The surging #MeTooIndia movement received a set back on Sunday afternoon with renowned journalist and Minister of State for External Affairs MJ Akbar striking a defiant stance against over a dozen complaints of sexual harassment. Against growing expectations that the Modi government would ask Akbar to resign once he returned from his foreign tour, it chose to remain silent, leaving it to the Minister, who turned it into a political vendetta.
Threatening legal action against those who had raised “false, baseless and wild allegations”, he asked why “this storm has risen a few months before a general election? Is there an agenda? You be the judge.” (The Minister has since moved court against journalist Priya Ramani.)
Akbar’s is the most prominent face of a huge bunch of men from various industries, predominantly the media and film industry. The stories coming from women, some of them in sordid detail, are shocking and heartbreaking. It was Tanushree Dutta who triggered India’s MeToo moment by reiterating sexual harassment charges against Nana Patekar over a decade-old incident.
And then journalist Priya Ramani disclosed that the senior editor she had not named in an article she wrote a year ago for
Women’s workplace
At the core of this #MeTooIndia moment is the tragic fact that for thousands of bright young women dreaming of a successful career, the workplace was, and remains, a dicey place to negotiate. But 20 or 30 years ago, to which period some of the stories date back, a working woman had no means of getting her grievances addressed if she was harassed.
Why are women speaking up now, why not then, is the ridiculous and unfair question asked by the usual suspects, most of them men, but some women too. How many companies had mechanisms 20 years ago to address such complaints? And when the predator is the most powerful person, the top boss himself, who do you complain to? And, as most of the women victims of powerful predators cutting across industries, have said, their initial reaction was humiliation and sense of shame… as though they were the guilty party and not the molesters.
Also, the most likely scenario if the woman chose to complain then, or even now is that the men will smirk, call her a prude and over dramatic, and the women, except in rare cases, will refuse to get involved.
The compass of the needle
I never tire of quoting my favourite-most line from Khaled Hosseini’s book A Thousand Splendid Suns , where the mother tells her daughter: “Learn this now and learn it well, my daughter: Like a compass needle that points north, a man’s accusing finger always finds a woman.” The onus is always on the woman to prove that she did not ask for it.
It is the same old story of the woman being judged after a sexual assault or rape — was she drunk; why was she wearing such a short skirt or showing so much cleavage; why was she out so late in the night? One has heard such nonsensical questions being raised over the years while debating violence against women.
But for a senior and influential woman journalist to ask the woman who slapped on Twitter sexual harassment charges against Suhel Seth that why she went to his hotel room in the first place, is preposterous.
The other ridiculous charge against the raging #MeTooIndia storm is that these are “elite” and “ultramodern, urban” women who have captured the nation’s mindspace. What about the numerous young girls and women in rural India who are subjected to sexual harassment and violence on a daily basis? They neither have access to social media nor the language to tell their story.
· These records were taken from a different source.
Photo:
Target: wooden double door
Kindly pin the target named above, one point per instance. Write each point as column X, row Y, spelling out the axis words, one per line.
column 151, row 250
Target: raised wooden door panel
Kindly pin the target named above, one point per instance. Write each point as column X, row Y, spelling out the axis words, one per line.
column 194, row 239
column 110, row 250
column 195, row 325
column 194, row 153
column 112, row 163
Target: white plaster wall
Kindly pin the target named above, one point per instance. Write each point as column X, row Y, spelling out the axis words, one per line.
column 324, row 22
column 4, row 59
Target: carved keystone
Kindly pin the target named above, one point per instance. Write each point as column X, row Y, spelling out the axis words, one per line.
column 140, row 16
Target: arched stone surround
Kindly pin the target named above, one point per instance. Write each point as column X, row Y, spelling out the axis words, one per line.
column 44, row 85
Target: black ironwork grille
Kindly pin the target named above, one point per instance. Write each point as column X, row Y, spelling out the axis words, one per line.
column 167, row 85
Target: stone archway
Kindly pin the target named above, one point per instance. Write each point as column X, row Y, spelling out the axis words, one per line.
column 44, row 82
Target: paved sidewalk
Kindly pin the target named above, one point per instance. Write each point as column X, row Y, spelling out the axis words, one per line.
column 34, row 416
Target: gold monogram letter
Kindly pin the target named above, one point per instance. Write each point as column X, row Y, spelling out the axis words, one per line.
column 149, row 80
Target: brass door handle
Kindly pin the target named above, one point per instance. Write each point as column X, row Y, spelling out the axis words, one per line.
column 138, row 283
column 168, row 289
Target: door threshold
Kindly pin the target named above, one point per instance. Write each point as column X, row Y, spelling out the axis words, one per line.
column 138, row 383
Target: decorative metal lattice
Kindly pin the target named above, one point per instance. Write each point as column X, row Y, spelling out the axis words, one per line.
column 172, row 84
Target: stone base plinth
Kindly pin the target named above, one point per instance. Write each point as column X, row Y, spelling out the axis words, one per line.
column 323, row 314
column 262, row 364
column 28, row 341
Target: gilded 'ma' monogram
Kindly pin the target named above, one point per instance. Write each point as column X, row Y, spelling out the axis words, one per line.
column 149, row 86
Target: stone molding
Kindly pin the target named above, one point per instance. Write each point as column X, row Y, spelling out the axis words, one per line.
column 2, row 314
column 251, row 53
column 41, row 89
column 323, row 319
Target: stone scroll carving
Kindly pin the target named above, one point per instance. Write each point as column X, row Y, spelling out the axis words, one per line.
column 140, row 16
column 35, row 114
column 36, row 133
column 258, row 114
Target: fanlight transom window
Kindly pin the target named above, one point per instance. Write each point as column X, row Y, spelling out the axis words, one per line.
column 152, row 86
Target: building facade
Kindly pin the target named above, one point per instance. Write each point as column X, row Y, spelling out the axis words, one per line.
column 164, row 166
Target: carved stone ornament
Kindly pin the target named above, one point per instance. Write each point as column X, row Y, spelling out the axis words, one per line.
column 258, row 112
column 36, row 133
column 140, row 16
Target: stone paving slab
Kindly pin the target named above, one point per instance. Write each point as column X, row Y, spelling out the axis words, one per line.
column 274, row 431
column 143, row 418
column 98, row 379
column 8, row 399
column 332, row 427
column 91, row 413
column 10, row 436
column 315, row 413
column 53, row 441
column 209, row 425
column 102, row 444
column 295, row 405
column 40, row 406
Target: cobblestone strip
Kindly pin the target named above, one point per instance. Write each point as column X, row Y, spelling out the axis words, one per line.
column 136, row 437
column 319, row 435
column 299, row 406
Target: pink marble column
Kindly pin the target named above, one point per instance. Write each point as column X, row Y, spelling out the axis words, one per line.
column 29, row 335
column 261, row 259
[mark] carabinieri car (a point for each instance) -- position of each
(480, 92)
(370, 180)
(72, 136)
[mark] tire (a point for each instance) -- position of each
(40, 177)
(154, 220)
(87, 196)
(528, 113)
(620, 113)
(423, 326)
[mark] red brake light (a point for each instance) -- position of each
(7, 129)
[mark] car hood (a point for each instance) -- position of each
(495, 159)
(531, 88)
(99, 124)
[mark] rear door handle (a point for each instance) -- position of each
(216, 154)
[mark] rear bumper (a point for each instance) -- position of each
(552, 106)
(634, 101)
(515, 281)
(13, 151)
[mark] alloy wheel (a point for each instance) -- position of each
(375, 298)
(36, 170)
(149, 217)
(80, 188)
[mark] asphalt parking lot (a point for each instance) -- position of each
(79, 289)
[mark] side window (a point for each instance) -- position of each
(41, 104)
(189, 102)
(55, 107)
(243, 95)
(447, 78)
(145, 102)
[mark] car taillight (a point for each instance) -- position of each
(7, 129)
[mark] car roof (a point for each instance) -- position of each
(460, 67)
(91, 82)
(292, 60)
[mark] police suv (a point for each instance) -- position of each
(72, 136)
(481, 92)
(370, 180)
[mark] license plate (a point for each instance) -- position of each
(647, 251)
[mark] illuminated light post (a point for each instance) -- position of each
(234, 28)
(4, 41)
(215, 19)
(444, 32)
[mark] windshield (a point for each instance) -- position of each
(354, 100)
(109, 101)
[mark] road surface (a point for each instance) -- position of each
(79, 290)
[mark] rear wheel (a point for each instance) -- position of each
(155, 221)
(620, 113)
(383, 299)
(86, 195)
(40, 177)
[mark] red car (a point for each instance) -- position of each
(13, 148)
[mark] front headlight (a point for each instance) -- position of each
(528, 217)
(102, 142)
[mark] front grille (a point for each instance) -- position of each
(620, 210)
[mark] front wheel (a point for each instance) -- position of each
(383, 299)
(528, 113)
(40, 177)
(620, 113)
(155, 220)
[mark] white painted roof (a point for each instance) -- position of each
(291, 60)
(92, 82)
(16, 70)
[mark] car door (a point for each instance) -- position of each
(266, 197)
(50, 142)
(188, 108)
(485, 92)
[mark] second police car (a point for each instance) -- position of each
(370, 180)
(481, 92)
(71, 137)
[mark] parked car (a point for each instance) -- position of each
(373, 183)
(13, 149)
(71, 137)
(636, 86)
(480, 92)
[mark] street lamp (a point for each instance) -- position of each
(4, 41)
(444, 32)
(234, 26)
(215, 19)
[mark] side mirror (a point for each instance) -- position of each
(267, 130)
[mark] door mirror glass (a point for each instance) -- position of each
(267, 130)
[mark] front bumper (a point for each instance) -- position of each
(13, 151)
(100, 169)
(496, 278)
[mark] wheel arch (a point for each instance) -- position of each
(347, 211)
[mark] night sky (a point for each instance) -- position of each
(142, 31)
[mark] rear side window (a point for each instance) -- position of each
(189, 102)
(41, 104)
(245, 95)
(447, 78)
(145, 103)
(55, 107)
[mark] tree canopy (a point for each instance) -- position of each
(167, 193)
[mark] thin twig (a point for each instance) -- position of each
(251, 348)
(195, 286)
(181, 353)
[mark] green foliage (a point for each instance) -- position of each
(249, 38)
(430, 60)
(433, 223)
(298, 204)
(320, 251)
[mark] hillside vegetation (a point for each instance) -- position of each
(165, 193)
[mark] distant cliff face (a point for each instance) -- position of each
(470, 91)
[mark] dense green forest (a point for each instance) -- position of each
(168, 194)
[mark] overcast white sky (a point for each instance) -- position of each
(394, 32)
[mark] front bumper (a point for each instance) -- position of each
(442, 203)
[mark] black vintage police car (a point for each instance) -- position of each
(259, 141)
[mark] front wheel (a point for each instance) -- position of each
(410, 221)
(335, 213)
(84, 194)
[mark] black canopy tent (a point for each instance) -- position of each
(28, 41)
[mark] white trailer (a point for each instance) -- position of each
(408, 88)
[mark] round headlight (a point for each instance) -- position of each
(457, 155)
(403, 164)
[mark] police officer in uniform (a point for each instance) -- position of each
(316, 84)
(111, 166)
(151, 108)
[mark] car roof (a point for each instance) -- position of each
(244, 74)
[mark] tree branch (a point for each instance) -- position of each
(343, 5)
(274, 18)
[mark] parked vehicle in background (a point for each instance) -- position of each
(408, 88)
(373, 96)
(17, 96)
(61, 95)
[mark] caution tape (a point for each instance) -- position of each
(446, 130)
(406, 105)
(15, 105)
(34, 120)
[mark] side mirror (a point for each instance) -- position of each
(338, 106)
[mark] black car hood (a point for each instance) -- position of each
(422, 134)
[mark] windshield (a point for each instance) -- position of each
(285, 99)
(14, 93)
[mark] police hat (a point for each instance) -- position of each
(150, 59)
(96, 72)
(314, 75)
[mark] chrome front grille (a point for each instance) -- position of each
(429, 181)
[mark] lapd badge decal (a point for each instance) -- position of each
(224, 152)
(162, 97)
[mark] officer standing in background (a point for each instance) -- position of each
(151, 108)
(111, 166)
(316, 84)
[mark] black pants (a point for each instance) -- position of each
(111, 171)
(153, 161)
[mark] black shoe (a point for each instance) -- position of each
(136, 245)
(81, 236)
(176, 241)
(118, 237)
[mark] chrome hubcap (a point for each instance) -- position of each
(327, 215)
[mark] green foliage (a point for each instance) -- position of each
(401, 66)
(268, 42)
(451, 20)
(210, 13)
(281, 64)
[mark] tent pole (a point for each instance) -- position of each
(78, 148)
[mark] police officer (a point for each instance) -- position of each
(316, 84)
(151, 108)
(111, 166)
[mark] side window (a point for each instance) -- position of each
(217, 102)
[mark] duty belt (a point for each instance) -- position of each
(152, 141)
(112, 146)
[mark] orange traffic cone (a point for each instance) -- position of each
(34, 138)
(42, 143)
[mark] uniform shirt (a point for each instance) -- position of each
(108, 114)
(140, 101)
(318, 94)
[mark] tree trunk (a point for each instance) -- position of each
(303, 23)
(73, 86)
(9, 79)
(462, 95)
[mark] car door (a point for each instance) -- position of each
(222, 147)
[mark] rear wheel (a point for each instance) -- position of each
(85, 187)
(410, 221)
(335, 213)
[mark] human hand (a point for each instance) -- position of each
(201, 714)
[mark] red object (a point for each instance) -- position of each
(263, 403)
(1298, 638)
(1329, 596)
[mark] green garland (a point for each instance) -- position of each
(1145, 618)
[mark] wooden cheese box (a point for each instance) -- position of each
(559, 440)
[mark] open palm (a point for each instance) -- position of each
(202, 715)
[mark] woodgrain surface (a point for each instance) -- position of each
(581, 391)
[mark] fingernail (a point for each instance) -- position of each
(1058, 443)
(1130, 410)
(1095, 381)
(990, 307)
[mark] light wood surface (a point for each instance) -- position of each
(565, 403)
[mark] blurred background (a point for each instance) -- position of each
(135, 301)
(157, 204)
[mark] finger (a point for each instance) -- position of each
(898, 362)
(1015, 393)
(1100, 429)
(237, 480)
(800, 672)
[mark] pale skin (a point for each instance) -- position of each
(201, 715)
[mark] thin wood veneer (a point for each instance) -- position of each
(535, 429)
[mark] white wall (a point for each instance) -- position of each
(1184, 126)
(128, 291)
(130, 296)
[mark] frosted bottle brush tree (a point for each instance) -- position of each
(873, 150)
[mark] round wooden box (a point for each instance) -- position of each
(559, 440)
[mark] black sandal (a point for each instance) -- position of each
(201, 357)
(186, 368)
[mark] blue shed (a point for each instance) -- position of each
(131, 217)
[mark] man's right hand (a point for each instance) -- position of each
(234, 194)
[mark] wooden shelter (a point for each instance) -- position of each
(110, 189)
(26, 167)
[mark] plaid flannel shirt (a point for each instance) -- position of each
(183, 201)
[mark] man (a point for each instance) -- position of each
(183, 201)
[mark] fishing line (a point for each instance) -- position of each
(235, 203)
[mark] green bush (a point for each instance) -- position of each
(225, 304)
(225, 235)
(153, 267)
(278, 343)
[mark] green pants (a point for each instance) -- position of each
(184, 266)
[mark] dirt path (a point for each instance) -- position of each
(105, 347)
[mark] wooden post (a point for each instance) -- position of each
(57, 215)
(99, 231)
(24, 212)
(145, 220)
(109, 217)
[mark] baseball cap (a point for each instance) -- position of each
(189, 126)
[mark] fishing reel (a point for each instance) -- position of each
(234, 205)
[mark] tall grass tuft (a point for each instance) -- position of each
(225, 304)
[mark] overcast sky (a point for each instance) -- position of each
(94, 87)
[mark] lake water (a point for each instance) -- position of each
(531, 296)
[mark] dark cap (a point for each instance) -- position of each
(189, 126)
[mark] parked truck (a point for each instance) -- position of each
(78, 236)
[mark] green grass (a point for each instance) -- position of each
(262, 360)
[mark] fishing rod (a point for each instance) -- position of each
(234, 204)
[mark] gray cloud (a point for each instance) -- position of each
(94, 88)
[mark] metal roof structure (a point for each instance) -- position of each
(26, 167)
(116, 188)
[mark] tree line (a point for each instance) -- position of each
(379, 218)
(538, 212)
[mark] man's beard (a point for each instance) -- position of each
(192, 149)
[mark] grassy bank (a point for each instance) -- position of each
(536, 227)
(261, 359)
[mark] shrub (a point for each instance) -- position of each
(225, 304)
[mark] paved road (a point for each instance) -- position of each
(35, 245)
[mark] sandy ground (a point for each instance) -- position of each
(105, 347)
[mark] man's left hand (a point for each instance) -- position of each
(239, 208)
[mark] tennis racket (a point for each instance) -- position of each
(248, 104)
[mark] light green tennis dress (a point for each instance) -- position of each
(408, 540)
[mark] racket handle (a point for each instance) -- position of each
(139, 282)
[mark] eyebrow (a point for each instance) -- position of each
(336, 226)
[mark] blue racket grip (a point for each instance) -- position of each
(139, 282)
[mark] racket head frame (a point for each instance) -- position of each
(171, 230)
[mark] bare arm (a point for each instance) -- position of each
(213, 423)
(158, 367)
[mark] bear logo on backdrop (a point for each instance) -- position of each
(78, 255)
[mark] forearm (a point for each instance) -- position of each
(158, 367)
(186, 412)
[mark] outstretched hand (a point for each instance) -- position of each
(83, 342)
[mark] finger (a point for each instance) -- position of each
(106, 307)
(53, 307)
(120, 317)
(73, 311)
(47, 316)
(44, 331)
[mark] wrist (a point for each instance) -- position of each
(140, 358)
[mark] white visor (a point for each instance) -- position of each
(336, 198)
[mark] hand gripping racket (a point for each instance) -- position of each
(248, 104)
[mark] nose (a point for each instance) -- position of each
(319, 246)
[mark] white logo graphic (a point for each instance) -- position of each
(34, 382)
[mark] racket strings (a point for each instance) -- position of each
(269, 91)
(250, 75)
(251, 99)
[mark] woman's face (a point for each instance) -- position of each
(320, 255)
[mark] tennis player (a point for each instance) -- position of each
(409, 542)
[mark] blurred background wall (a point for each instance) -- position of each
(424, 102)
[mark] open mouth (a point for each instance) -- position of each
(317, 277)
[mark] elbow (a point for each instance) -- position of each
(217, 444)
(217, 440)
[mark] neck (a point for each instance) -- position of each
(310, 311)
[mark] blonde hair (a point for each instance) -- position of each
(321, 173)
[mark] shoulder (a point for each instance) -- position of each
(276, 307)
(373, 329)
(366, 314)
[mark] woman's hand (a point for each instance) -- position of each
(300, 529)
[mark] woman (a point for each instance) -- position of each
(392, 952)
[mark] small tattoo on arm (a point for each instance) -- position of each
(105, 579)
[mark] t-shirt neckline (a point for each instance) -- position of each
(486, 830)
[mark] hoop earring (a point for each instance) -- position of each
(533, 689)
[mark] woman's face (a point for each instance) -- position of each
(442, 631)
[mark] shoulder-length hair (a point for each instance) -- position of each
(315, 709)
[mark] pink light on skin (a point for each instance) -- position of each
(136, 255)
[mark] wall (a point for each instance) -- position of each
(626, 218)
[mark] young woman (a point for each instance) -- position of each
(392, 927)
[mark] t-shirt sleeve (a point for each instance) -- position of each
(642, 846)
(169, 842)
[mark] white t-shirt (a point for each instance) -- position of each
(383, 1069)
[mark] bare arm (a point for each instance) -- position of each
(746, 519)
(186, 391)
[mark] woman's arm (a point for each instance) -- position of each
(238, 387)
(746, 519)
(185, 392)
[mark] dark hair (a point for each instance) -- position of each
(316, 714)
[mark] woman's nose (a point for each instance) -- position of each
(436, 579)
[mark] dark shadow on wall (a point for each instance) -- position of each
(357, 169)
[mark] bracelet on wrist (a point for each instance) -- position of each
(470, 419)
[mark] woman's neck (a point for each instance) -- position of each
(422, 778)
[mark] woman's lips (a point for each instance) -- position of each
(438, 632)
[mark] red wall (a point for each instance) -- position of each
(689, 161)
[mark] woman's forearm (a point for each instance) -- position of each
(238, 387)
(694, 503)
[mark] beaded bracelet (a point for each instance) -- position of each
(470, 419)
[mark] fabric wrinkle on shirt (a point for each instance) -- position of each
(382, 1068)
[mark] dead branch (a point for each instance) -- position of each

Yes, it’s a matter of shame that in a country, or rather a world, where women continue to be the vulnerable gender in a largely patriarchal, if not misogynist society, the Indian rural women are even more disadvantaged.
So should urban women wait for their rural counterparts to get justice before demanding a safe workplace?
The only flip side of this entire saga is that there will be a percentage of women for whom a relationship has gone wrong will jump on the bandwagon too. So for the real victims or survivors to get justice, it is even more important to get some corroborative evidence, raise an immediate complaint. Today many organisations have an internal complaints committee against sexual harassment. Don’t shy away from complaining, even if those made earlier, did not get results. The onus is on women to turn the wheel… and keep at it till it moves.